Our study population was too small for meaningful analysis of the incidence of axillary metastasis in DCISM, but it did confirm the feasibility of SLND as a staging alternative to conventional ALND for this neoplasm. Because SLND removes only 1–3 lymph nodes, compared with the average of 19 removed during ALND, it causes less lymphatic disruption and therefore greatly reduces seroma formation.14 Moreover, the intercostal brachial nerve is not sacrificed in SLND, which essentially eliminates the postoperative complaint of inner arm numbness associated with ALND. We previously demonstrated that SLND offered improved staging of primary invasive breast carcinoma.10 In that study, 134 patients treated with ALND alone were compared with 162 patients who underwent SLND followed by ALND. The respective rates of lymph node involvement were 29.1% and 42.0%, and the corresponding incidence rates of lymph node micrometastases (<2 mm) were 10.3% and 38.2%.

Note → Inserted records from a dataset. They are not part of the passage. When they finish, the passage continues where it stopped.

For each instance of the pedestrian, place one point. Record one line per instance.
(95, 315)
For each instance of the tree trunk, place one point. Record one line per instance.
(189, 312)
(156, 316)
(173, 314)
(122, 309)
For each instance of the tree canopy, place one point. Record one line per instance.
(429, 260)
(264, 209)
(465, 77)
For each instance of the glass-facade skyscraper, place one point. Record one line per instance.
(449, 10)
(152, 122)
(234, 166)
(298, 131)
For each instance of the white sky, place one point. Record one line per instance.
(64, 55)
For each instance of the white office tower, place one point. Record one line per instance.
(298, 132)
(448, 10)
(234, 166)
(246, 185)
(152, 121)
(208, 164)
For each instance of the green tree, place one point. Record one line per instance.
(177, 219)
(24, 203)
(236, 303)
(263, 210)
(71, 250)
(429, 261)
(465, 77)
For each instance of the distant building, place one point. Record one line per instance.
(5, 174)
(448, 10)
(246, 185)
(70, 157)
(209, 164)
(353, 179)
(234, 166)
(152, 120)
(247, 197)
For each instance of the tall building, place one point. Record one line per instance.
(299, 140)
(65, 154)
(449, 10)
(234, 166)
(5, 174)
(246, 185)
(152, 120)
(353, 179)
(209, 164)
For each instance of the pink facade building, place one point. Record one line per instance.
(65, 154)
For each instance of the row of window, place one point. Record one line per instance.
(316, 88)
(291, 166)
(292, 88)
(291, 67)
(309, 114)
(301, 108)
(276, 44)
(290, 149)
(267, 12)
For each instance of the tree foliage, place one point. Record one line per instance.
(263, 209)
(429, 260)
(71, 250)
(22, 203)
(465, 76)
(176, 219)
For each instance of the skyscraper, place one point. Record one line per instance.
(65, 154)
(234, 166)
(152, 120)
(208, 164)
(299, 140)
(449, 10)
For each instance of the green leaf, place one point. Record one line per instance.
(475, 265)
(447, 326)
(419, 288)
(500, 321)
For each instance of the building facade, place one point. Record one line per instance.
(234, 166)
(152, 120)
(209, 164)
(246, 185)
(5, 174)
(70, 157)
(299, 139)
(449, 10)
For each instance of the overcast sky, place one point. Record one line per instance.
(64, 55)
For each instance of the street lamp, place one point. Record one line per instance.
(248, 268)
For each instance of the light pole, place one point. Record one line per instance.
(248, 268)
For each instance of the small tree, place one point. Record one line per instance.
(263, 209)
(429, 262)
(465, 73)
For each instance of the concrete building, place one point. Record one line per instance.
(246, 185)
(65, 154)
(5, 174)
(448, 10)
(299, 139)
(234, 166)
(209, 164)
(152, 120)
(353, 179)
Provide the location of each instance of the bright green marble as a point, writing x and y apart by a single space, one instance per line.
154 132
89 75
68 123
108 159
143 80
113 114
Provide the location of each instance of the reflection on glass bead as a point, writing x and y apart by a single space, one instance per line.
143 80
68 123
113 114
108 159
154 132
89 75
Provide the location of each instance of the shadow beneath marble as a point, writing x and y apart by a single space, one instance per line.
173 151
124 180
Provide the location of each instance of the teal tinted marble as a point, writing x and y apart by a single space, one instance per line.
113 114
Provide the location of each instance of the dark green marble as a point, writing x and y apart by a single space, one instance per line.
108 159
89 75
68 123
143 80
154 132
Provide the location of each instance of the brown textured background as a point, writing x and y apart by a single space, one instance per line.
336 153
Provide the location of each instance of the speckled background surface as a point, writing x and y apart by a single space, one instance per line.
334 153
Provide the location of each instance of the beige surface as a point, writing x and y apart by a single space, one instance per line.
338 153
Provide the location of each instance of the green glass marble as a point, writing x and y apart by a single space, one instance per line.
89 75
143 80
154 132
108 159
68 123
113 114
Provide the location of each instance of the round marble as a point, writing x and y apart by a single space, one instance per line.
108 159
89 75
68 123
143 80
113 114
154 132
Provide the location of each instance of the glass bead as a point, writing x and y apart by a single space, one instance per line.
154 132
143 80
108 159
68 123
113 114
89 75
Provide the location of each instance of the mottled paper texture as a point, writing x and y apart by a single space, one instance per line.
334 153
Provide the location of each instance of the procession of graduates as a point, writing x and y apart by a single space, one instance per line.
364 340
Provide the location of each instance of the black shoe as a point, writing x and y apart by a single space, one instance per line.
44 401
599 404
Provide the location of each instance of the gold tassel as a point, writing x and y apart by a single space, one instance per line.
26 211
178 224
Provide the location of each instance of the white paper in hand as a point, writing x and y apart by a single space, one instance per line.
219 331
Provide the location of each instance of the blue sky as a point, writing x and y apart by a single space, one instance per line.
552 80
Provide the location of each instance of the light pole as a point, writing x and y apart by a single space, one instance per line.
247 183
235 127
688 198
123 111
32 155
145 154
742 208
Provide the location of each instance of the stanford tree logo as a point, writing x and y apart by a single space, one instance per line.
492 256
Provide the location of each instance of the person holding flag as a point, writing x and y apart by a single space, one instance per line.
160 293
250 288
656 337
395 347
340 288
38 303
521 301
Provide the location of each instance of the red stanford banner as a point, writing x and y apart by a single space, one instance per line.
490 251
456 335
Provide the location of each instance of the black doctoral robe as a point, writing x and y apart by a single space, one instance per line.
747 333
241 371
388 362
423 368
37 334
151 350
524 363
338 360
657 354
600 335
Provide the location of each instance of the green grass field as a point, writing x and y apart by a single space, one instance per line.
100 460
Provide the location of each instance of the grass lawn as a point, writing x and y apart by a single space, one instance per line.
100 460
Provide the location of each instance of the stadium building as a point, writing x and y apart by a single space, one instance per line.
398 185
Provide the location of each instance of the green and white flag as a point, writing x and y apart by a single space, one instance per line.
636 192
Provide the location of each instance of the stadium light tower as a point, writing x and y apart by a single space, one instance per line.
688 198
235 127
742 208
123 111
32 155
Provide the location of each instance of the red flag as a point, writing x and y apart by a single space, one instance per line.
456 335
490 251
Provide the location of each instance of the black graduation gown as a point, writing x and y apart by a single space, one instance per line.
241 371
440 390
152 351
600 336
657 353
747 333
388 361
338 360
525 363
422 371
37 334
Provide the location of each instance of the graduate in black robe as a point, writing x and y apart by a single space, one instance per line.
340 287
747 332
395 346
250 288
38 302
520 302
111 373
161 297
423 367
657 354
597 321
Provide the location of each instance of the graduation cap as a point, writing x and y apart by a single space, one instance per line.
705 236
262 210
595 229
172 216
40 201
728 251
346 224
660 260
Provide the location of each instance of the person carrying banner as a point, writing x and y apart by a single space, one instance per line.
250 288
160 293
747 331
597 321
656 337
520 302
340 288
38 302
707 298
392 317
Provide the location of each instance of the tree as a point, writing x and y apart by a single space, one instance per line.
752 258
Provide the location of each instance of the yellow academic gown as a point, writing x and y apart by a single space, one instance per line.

The sensitivity of sentinel lymph node assessment based on serial sections and IHC should determine whether microinvasion increases the risk of lymph node micrometastasis in patients with DCIS. Microinvasion associated with small DCIS tumors might be a marker of aggressiveness. Although the clinical relevance of micrometastasis is debatable, adjuvant treatment for these patients would be prudent, because some studies have found a survival disadvantage to be associated with micrometastasis.15, 16
SLND is a way to determine axillary tumor status without the morbidity of a complete ALND. When applied to disease processes such as DCISM, it will not only yield information that is valuable to clinical decision-making but also contribute to the understanding of the incidence of tumor spread in the earliest stages of invasive disease.